OBJECTIVE: To evaluate the prevalence and clinical effects of excess gestational weight gain on birth weight and other pregnancy outcomes in women with type 1 diabetes.
METHODS: We performed a retrospective cohort study of women with type 1 diabetes delivered between 2009 and 2012. Patients with excess weight gain were identified using the 2009 Institute of Medicine weight gain recommendations adjusted for gestational age at delivery and prepregnancy body mass index (BMI) category. Demographic and outcome data were abstracted from the medical record, and pregnancy outcomes were compared between women with and without excess gestational weight gain.

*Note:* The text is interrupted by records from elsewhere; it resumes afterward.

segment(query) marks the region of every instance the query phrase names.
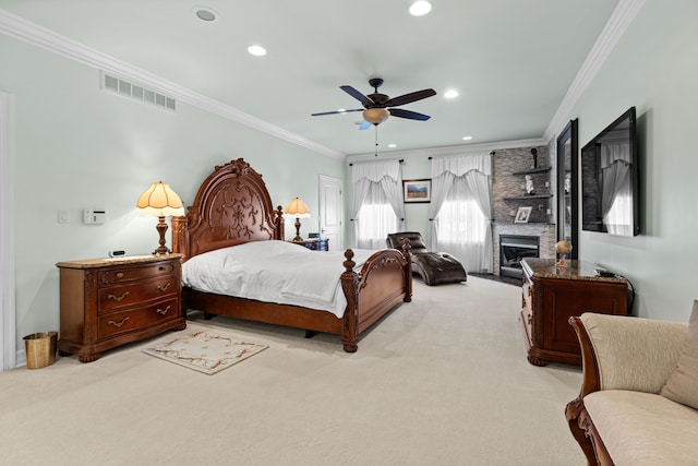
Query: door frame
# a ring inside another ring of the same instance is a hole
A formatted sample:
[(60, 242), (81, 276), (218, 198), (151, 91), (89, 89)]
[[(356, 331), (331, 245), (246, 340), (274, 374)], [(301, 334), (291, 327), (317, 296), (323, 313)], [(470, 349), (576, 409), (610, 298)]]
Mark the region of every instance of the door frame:
[(13, 96), (0, 91), (0, 370), (16, 366)]
[(323, 231), (323, 226), (324, 226), (324, 217), (323, 217), (323, 212), (324, 210), (322, 208), (322, 204), (325, 202), (325, 199), (323, 196), (323, 186), (326, 184), (326, 181), (332, 182), (333, 184), (337, 184), (339, 187), (339, 213), (337, 214), (337, 218), (339, 218), (339, 241), (338, 244), (336, 246), (338, 251), (341, 251), (344, 249), (344, 238), (345, 238), (345, 232), (344, 232), (344, 228), (345, 228), (345, 222), (344, 222), (344, 193), (345, 193), (345, 184), (344, 181), (341, 180), (341, 178), (337, 178), (337, 177), (330, 177), (327, 175), (320, 175), (317, 177), (317, 210), (320, 212), (320, 218), (318, 218), (318, 227), (320, 227), (320, 231), (322, 235)]

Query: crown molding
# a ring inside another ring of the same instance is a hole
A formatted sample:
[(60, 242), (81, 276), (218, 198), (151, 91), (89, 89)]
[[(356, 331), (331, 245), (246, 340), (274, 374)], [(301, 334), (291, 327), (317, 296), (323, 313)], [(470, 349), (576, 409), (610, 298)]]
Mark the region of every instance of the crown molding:
[(275, 124), (270, 124), (260, 118), (240, 111), (237, 108), (196, 93), (177, 83), (165, 80), (156, 74), (129, 64), (107, 53), (103, 53), (2, 9), (0, 9), (0, 33), (40, 47), (45, 50), (61, 55), (87, 67), (113, 73), (125, 80), (135, 81), (147, 87), (177, 98), (180, 101), (191, 104), (203, 110), (262, 131), (301, 147), (305, 147), (318, 154), (333, 158), (345, 158), (345, 154), (341, 152), (317, 144), (314, 141), (287, 131)]
[(567, 118), (577, 104), (583, 92), (589, 87), (591, 81), (597, 76), (599, 70), (605, 62), (611, 51), (615, 48), (621, 37), (625, 34), (629, 25), (637, 16), (645, 0), (619, 0), (613, 14), (603, 27), (587, 59), (582, 63), (577, 76), (567, 89), (567, 94), (563, 98), (559, 107), (555, 111), (553, 119), (547, 124), (543, 139), (550, 141), (555, 134), (565, 127), (567, 121), (574, 116)]

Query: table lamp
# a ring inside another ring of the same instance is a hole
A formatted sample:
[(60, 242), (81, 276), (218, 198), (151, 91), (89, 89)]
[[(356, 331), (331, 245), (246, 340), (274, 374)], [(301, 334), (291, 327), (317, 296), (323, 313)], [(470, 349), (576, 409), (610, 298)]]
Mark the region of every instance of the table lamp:
[(167, 232), (167, 224), (165, 217), (169, 215), (184, 215), (184, 207), (182, 200), (179, 195), (169, 187), (169, 184), (159, 181), (151, 184), (136, 203), (139, 212), (142, 214), (149, 214), (158, 217), (158, 223), (155, 226), (160, 235), (160, 246), (153, 251), (154, 255), (168, 254), (170, 251), (165, 246), (165, 232)]
[(301, 238), (301, 220), (300, 218), (310, 218), (310, 208), (300, 198), (296, 198), (286, 206), (286, 214), (296, 217), (296, 238), (291, 241), (303, 241)]

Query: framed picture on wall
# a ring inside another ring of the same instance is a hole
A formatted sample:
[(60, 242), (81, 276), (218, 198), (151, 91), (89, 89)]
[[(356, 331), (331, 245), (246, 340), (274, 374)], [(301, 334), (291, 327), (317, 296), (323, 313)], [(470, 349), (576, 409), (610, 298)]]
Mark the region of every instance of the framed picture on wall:
[(402, 180), (402, 195), (405, 203), (431, 202), (432, 180)]
[(531, 216), (531, 211), (533, 207), (519, 207), (516, 213), (516, 217), (514, 217), (515, 224), (528, 224), (528, 219)]

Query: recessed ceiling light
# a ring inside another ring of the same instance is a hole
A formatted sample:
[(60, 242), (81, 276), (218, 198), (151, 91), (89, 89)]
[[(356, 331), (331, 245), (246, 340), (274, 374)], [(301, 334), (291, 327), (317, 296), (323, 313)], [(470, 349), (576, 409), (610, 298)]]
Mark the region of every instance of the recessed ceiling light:
[(432, 4), (425, 0), (418, 0), (410, 7), (412, 16), (423, 16), (430, 11), (432, 11)]
[(264, 57), (266, 55), (266, 49), (257, 45), (248, 47), (248, 51), (255, 57)]
[(202, 21), (216, 21), (216, 13), (210, 9), (197, 9), (196, 16)]

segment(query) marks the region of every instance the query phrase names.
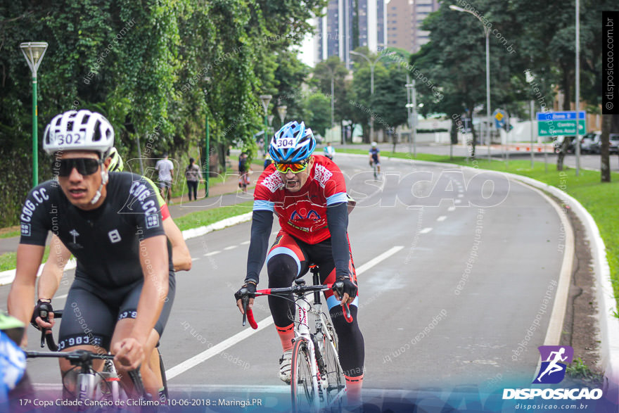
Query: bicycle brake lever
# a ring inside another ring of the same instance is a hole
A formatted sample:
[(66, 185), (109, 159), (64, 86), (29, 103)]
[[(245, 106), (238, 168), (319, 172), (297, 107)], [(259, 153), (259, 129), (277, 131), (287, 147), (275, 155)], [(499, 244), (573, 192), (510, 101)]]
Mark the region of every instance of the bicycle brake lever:
[(245, 296), (241, 299), (241, 302), (243, 303), (243, 326), (244, 327), (247, 324), (247, 303), (249, 302), (249, 297)]
[(350, 308), (348, 307), (347, 303), (342, 303), (342, 310), (344, 313), (344, 319), (345, 319), (347, 323), (352, 323), (352, 316), (350, 314)]

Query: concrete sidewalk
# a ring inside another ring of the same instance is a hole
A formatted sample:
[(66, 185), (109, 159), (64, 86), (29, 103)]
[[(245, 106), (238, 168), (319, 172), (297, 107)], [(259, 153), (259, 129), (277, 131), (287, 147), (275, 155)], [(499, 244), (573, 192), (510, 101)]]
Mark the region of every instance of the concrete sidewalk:
[[(262, 172), (262, 165), (253, 163), (251, 170), (253, 172), (250, 174), (250, 184), (248, 186), (248, 192), (246, 193), (243, 193), (241, 188), (238, 187), (238, 173), (236, 168), (234, 168), (231, 171), (228, 171), (226, 174), (226, 181), (224, 182), (219, 182), (210, 185), (208, 191), (208, 198), (204, 197), (205, 185), (203, 183), (200, 183), (198, 189), (198, 200), (189, 201), (187, 184), (183, 182), (183, 195), (173, 198), (172, 203), (168, 205), (170, 215), (172, 215), (172, 218), (178, 218), (198, 210), (204, 210), (219, 206), (229, 206), (253, 201), (253, 189), (255, 186), (256, 181)], [(180, 182), (177, 184), (177, 185), (180, 184)], [(250, 210), (248, 210), (248, 212)], [(19, 227), (16, 226), (15, 228), (18, 229)], [(48, 237), (48, 243), (51, 236), (50, 235)], [(0, 254), (17, 251), (19, 239), (19, 236), (0, 239)]]

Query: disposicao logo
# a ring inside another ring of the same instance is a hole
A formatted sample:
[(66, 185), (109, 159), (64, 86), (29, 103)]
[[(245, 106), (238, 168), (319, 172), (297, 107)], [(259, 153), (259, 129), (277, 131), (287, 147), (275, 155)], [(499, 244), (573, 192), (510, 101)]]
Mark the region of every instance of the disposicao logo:
[(542, 365), (533, 383), (535, 384), (561, 383), (566, 376), (567, 365), (571, 363), (574, 358), (574, 349), (569, 345), (540, 345), (537, 348), (542, 355)]
[[(542, 356), (540, 371), (533, 384), (556, 384), (566, 376), (567, 365), (574, 358), (574, 349), (569, 345), (540, 345), (537, 348)], [(602, 397), (599, 388), (505, 388), (503, 399), (532, 399), (541, 397), (549, 400), (597, 400)]]

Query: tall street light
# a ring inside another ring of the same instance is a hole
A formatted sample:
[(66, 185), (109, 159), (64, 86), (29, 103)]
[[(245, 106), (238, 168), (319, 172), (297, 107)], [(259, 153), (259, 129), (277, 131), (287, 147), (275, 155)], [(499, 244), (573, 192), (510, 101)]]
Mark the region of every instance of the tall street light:
[(22, 53), (32, 72), (32, 186), (39, 184), (39, 151), (38, 151), (38, 108), (37, 105), (37, 70), (45, 51), (47, 43), (45, 42), (27, 42), (20, 44)]
[(286, 119), (286, 113), (288, 110), (288, 106), (286, 105), (280, 105), (277, 106), (277, 114), (279, 115), (279, 121), (281, 126), (283, 126), (283, 120)]
[(264, 144), (267, 144), (267, 129), (269, 129), (269, 117), (268, 117), (268, 109), (269, 109), (269, 102), (271, 101), (271, 99), (273, 99), (273, 96), (271, 95), (260, 95), (260, 101), (262, 102), (262, 108), (264, 108), (264, 136), (263, 136), (264, 139)]
[(486, 144), (488, 146), (488, 160), (490, 160), (490, 30), (481, 20), (481, 18), (469, 10), (465, 10), (452, 4), (449, 8), (456, 11), (462, 11), (474, 15), (477, 20), (481, 22), (484, 27), (484, 34), (486, 36)]
[[(370, 96), (371, 96), (371, 98), (374, 98), (374, 66), (376, 65), (376, 63), (378, 63), (378, 61), (380, 61), (381, 58), (383, 58), (385, 56), (391, 56), (393, 54), (393, 53), (387, 53), (387, 54), (381, 54), (378, 58), (374, 59), (374, 61), (370, 60), (370, 58), (367, 57), (366, 56), (365, 56), (363, 53), (359, 53), (358, 51), (351, 51), (349, 53), (350, 53), (350, 54), (353, 54), (355, 56), (361, 56), (368, 61), (368, 63), (370, 65)], [(372, 99), (372, 101), (373, 101), (372, 103), (374, 103), (373, 99)], [(374, 140), (374, 117), (371, 114), (370, 115), (370, 141)]]

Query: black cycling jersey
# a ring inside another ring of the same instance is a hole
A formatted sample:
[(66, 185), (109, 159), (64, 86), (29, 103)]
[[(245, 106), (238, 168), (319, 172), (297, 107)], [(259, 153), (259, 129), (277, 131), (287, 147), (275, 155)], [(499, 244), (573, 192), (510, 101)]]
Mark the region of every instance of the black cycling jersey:
[[(165, 233), (152, 186), (130, 172), (109, 175), (103, 203), (90, 211), (74, 206), (56, 181), (30, 191), (22, 210), (20, 243), (44, 246), (51, 231), (75, 256), (76, 278), (114, 288), (143, 279), (139, 241)], [(174, 274), (169, 242), (167, 250)]]

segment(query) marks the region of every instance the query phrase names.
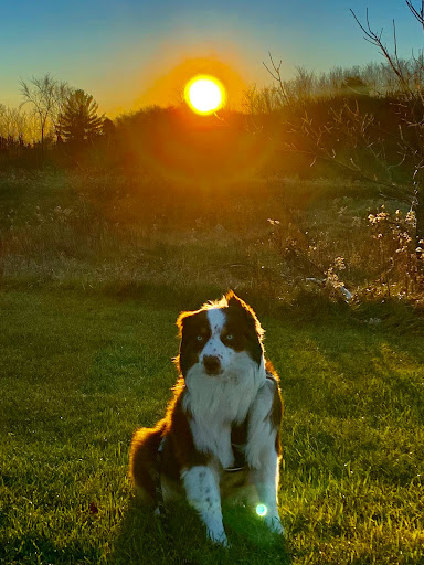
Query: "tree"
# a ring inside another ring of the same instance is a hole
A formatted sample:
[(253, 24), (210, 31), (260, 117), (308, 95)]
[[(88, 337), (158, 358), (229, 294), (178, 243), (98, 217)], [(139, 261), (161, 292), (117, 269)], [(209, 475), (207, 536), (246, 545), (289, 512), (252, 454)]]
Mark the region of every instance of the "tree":
[[(415, 8), (411, 0), (405, 3), (424, 31), (424, 0)], [(411, 179), (411, 207), (416, 216), (416, 239), (424, 239), (424, 55), (413, 55), (412, 60), (399, 57), (396, 26), (393, 20), (393, 47), (390, 50), (382, 41), (382, 31), (375, 32), (370, 24), (367, 10), (365, 23), (361, 23), (351, 10), (364, 39), (374, 45), (391, 68), (398, 86), (398, 113), (401, 116), (398, 146), (403, 161), (413, 164)]]
[(62, 111), (65, 98), (71, 88), (67, 83), (59, 82), (50, 73), (29, 82), (20, 79), (21, 95), (24, 100), (21, 106), (30, 104), (34, 115), (38, 117), (41, 137), (41, 148), (44, 151), (44, 138), (47, 132), (54, 134), (57, 119)]
[(82, 89), (72, 92), (59, 119), (59, 132), (76, 145), (102, 134), (105, 116), (97, 116), (98, 104)]

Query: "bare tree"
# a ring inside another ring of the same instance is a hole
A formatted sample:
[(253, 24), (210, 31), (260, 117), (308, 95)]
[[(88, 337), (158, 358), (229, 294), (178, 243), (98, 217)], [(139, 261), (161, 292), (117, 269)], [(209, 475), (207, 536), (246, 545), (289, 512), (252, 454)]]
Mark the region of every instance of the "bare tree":
[[(406, 7), (424, 31), (424, 0), (416, 8), (411, 0), (405, 0)], [(423, 51), (412, 55), (410, 62), (399, 56), (396, 25), (393, 20), (392, 47), (383, 42), (383, 30), (372, 29), (367, 10), (362, 23), (351, 10), (354, 20), (362, 30), (364, 39), (374, 45), (384, 57), (398, 83), (396, 110), (401, 116), (398, 147), (403, 160), (413, 163), (412, 207), (416, 216), (416, 238), (424, 238), (424, 56)]]
[(65, 82), (56, 81), (50, 73), (40, 78), (33, 76), (29, 82), (21, 78), (20, 86), (23, 96), (21, 106), (30, 104), (38, 117), (43, 151), (46, 134), (51, 130), (55, 132), (59, 116), (71, 87)]

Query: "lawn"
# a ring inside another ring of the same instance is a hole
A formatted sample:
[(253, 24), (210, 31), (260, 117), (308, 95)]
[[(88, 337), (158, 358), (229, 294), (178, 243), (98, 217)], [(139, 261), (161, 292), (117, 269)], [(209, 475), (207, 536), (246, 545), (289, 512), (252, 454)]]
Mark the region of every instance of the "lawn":
[[(342, 315), (269, 313), (282, 376), (286, 539), (225, 509), (231, 550), (189, 509), (142, 514), (127, 478), (137, 426), (161, 416), (191, 308), (160, 294), (0, 294), (2, 564), (424, 563), (422, 333)], [(204, 296), (204, 300), (216, 298)]]

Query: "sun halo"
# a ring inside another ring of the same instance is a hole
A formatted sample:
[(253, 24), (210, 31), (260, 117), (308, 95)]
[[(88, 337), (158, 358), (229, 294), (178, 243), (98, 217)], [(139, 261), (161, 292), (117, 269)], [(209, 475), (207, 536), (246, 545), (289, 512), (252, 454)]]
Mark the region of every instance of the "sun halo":
[(224, 105), (225, 89), (218, 78), (198, 75), (187, 83), (184, 98), (193, 111), (209, 115)]

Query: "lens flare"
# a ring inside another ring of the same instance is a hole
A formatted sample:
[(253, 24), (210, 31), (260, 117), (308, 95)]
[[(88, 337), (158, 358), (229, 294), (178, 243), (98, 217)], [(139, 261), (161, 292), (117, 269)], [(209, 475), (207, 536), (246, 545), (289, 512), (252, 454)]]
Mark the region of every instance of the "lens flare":
[(268, 509), (265, 507), (265, 504), (257, 504), (256, 507), (256, 514), (258, 516), (265, 516)]
[(184, 98), (197, 114), (212, 114), (225, 104), (225, 89), (214, 76), (194, 76), (186, 86)]

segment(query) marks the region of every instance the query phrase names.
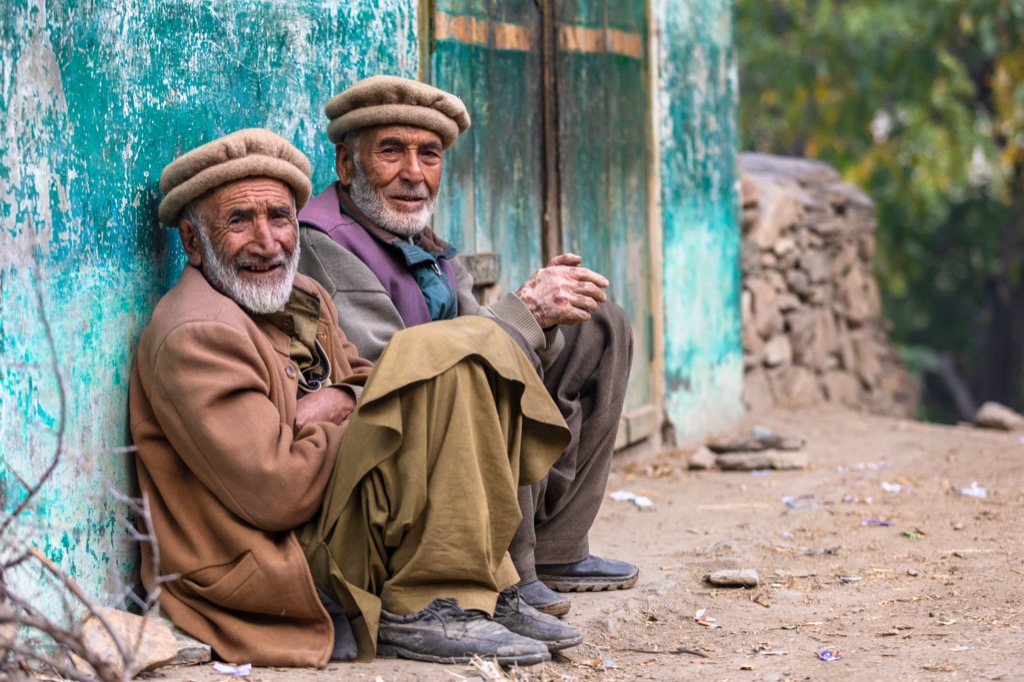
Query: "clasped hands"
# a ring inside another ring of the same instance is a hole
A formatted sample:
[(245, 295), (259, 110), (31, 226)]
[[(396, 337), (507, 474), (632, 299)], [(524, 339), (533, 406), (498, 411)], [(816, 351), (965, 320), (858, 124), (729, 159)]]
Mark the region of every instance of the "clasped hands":
[(581, 266), (583, 258), (563, 253), (530, 275), (515, 294), (534, 313), (542, 329), (555, 325), (578, 325), (590, 319), (607, 300), (608, 281)]

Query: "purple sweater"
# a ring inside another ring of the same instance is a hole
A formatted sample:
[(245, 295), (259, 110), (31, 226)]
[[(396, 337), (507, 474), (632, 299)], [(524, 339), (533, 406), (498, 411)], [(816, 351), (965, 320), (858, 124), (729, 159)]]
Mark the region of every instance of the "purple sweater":
[[(367, 264), (387, 291), (406, 327), (430, 322), (430, 310), (416, 278), (410, 272), (402, 252), (375, 236), (351, 216), (341, 212), (338, 183), (332, 182), (299, 211), (299, 222), (327, 233), (338, 246)], [(381, 230), (383, 231), (383, 230)], [(397, 241), (397, 238), (394, 238)], [(446, 246), (446, 245), (445, 245)], [(435, 255), (438, 255), (435, 252)], [(456, 291), (455, 270), (446, 257), (437, 263)]]

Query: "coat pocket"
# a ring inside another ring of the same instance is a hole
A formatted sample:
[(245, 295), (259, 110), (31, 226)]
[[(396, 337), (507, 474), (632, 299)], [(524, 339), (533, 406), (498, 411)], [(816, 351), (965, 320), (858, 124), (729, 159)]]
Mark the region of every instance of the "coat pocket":
[(182, 576), (181, 582), (207, 601), (227, 607), (240, 607), (248, 601), (243, 588), (258, 570), (259, 562), (250, 551), (228, 563), (194, 570)]

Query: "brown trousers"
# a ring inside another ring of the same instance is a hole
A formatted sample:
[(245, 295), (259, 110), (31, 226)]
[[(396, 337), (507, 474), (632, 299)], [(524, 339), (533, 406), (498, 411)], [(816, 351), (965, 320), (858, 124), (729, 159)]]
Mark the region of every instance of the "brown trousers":
[(569, 439), (514, 342), (460, 318), (395, 335), (351, 418), (321, 513), (297, 529), (313, 583), (345, 611), (359, 658), (380, 609), (438, 597), (494, 610), (517, 582), (519, 485)]
[(531, 359), (572, 438), (547, 476), (519, 489), (523, 520), (509, 552), (523, 582), (537, 579), (538, 563), (570, 563), (590, 553), (633, 364), (630, 321), (614, 303), (561, 331), (565, 346), (557, 357), (544, 366), (536, 354)]

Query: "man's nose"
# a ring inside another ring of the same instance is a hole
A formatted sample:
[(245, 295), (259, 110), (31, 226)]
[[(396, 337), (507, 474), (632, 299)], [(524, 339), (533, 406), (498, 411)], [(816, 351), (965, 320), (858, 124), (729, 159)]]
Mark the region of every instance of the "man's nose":
[(401, 165), (401, 178), (413, 184), (423, 182), (423, 167), (420, 165), (420, 155), (407, 154)]
[(271, 258), (278, 255), (278, 230), (266, 216), (258, 216), (253, 222), (252, 247), (259, 256)]

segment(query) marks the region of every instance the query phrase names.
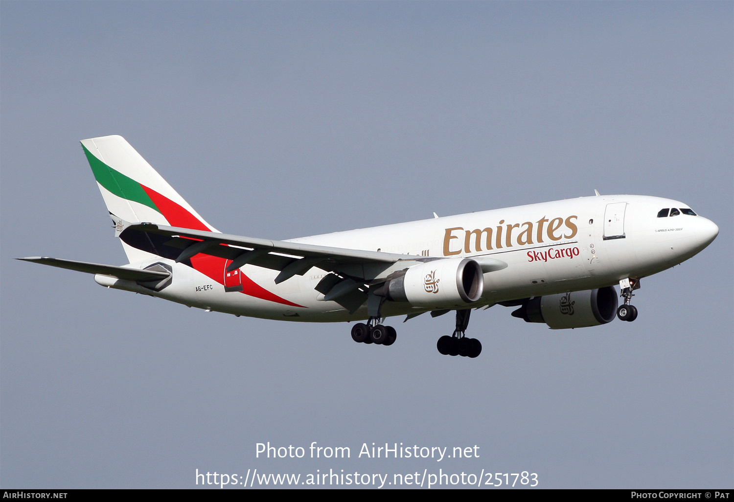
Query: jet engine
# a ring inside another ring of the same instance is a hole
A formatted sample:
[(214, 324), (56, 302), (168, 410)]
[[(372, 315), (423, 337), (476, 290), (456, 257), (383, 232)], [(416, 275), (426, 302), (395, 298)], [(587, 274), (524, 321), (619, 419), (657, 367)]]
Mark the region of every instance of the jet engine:
[(442, 258), (392, 274), (375, 294), (415, 307), (463, 306), (482, 297), (482, 267), (470, 258)]
[(552, 330), (606, 324), (617, 314), (614, 286), (535, 297), (523, 302), (512, 313), (526, 322), (545, 322)]

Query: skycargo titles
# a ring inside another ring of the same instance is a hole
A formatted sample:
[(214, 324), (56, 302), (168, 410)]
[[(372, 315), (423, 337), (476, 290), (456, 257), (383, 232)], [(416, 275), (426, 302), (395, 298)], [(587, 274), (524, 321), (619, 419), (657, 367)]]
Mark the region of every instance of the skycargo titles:
[[(446, 228), (443, 236), (443, 255), (452, 256), (460, 255), (462, 252), (490, 251), (512, 247), (515, 244), (524, 246), (526, 244), (542, 244), (546, 241), (544, 240), (544, 237), (550, 242), (573, 239), (578, 232), (578, 228), (573, 221), (578, 219), (578, 217), (575, 215), (570, 216), (565, 220), (560, 217), (548, 219), (544, 216), (534, 223), (525, 222), (524, 223), (505, 225), (505, 220), (501, 219), (496, 227), (487, 227), (482, 230), (477, 228), (468, 230), (464, 230), (462, 227)], [(547, 226), (546, 223), (548, 224)], [(513, 230), (515, 228), (517, 229), (517, 233), (516, 235), (513, 235)], [(484, 234), (486, 234), (486, 238), (482, 239), (484, 237)], [(493, 234), (494, 234), (493, 237)], [(504, 235), (503, 236), (503, 234)], [(474, 237), (473, 251), (471, 245), (473, 236)], [(457, 244), (461, 245), (462, 237), (463, 237), (464, 241), (463, 248), (457, 249)], [(458, 242), (451, 242), (453, 239), (456, 239)], [(482, 244), (484, 244), (484, 249), (482, 249)], [(531, 261), (532, 261), (531, 260)]]

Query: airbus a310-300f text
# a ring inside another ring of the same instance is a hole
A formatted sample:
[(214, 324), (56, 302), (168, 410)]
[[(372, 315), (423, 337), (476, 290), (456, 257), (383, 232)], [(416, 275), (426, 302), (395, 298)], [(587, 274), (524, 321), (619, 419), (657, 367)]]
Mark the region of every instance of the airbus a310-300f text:
[(288, 241), (243, 237), (207, 223), (120, 136), (81, 145), (130, 263), (21, 259), (207, 310), (359, 321), (352, 337), (365, 343), (395, 341), (387, 317), (454, 310), (456, 329), (438, 350), (476, 357), (482, 344), (465, 335), (469, 315), (495, 304), (553, 329), (633, 321), (640, 279), (687, 260), (719, 233), (683, 203), (597, 193)]

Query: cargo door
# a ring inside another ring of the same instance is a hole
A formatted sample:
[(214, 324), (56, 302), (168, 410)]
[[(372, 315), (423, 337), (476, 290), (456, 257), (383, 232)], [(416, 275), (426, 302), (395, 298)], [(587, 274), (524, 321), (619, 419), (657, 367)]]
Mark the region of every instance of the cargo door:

RESULTS: Excess gestational weight gain occurred in 114 of 175 women (65.1%). Large-for-gestational-age (LGA) birth weight occurred in 48 of 114 (42.1%) of women with excess gestational weight gain and 5 of 61 (8.2%) of women with recommended weight gain (P<.001). The association between excess maternal weight gain and LGA birth weight remained significant after adjustment for prepregnancy BMI, gestational age at delivery, nulliparity, vascular complications, and hemoglobin A1c measurements (adjusted odds ratio 8.9, 95% confidence interval 3.1–26.2, P<.001). Stratified analyses demonstrated that excess maternal weight gain is associated with LGA neonates in both normal-weight and overweight or obese women.
CONCLUSIONS: Excess maternal weight gain is common and leads to higher rates of LGA neonates in both normal-weight and overweight or obese women with type 1 diabetes. Interventions designed to limit excess gestational weight gain may reduce the risk for fetal overgrowth in women with type 1 diabetes.